UK & World News
US Calls For 'A Strong British Voice In EU'
The Obama administration has publicly indicated that it wants Britain to retain an influential role in the European Union.
The US assistant secretary for European affairs, Philip Gordon, made it clear that Washington favoured a "strong British voice" within the EU and cautioned against a referendum on Europe.
Speaking during a visit to London, Mr Gordon said: "We have a growing relationship with the EU as an institution, which has an increasing voice in the world, and we want to see a strong British voice in that EU.
"That is in America's interests.
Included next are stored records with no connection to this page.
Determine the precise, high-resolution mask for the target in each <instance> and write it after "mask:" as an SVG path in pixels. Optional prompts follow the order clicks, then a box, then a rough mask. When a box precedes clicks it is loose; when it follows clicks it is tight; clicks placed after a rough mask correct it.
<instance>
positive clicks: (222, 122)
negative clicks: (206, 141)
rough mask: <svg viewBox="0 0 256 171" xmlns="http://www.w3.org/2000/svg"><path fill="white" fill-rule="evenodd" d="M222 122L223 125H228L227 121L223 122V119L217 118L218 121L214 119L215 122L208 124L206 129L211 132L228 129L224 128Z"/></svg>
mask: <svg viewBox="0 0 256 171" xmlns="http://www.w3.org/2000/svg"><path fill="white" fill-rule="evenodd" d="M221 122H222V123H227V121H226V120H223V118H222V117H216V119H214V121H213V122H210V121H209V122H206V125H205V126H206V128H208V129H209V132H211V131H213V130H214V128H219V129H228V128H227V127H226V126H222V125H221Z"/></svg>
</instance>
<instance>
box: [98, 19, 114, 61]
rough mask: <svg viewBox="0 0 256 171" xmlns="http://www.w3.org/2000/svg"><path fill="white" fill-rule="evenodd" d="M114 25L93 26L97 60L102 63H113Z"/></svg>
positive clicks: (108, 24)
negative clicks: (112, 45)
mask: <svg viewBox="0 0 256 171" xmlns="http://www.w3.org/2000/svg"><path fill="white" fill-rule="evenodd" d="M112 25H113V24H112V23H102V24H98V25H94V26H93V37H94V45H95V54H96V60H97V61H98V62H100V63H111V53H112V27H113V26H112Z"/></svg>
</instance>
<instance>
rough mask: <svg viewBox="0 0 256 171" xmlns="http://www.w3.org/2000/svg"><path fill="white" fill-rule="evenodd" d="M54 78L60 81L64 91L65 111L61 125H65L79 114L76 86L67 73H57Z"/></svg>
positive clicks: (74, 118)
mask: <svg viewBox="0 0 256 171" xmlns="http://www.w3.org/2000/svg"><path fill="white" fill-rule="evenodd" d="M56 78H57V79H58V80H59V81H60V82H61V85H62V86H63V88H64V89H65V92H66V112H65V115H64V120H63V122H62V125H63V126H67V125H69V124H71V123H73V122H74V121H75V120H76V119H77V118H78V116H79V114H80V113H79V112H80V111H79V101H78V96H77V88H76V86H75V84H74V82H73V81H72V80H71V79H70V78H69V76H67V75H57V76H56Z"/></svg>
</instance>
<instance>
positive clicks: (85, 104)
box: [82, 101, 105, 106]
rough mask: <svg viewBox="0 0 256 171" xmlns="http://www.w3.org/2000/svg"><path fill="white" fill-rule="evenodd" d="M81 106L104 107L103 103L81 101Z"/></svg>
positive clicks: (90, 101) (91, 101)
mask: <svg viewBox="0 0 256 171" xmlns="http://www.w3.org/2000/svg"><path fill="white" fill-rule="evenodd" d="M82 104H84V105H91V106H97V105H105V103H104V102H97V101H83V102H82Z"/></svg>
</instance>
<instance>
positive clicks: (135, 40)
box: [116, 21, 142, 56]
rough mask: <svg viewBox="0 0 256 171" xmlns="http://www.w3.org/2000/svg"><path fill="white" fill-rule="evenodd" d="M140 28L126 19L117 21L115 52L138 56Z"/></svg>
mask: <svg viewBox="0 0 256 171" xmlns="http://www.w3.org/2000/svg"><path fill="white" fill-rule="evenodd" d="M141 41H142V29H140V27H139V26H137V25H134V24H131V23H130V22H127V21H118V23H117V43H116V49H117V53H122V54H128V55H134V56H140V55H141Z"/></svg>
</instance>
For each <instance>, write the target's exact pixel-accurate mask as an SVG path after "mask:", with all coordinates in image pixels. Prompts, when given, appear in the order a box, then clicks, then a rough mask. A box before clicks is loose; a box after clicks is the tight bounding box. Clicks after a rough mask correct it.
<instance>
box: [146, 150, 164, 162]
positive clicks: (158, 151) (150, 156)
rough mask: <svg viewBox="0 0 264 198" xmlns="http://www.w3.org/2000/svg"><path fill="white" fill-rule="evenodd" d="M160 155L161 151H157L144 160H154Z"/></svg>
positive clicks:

We welcome an outward-looking EU with Britain in it."
David Cameron is due to make a speech this month in which he will set out his plans to renegotiate Britain's relationship with the EU - including clawing back many powers - and put that settlement to voters.
Some in his party advocate Britain's withdrawal from the EU, and Mr Cameron is expected to promise a referendum for after 2015 in his speech.
Mr Gordon said "referendums have often turned countries inward" and raised concerns about the internal debate in the EU about its structures in the aftermath of the eurozone debt crisis.
"Every hour at a summit spent debating the institutional make-up of the European Union is one hour less spent on how to deal with the common issues of jobs, growth and international peace around the world."
He stressed that he was speaking up for US interests and would not interfere in British decisions. "What is in the UK's interests is up to the UK."
British business leaders also warned of the "uncertainty" that could be created by demands for a new relationship with the EU.
In a letter to the Financial Times, figures including Sir Richard Branson, the head of Virgin, and Sir Roger Carr, president of the CBI, warned against demands for "a wholesale renegotiation of our EU membership, which would almost certainly be rejected".
Douglas Alexander, the Shadow foreign secretary, said: "On the same day that top British business leaders fired a warning shot across the bows of the Prime Minister, a senior White House official has also signalled concerns about the possibility of Britain leaving the EU.
"There is today a real risk of Britain sleepwalking towards exit because of a Prime Minister motivated more by the need for party unity than by the interests of the country."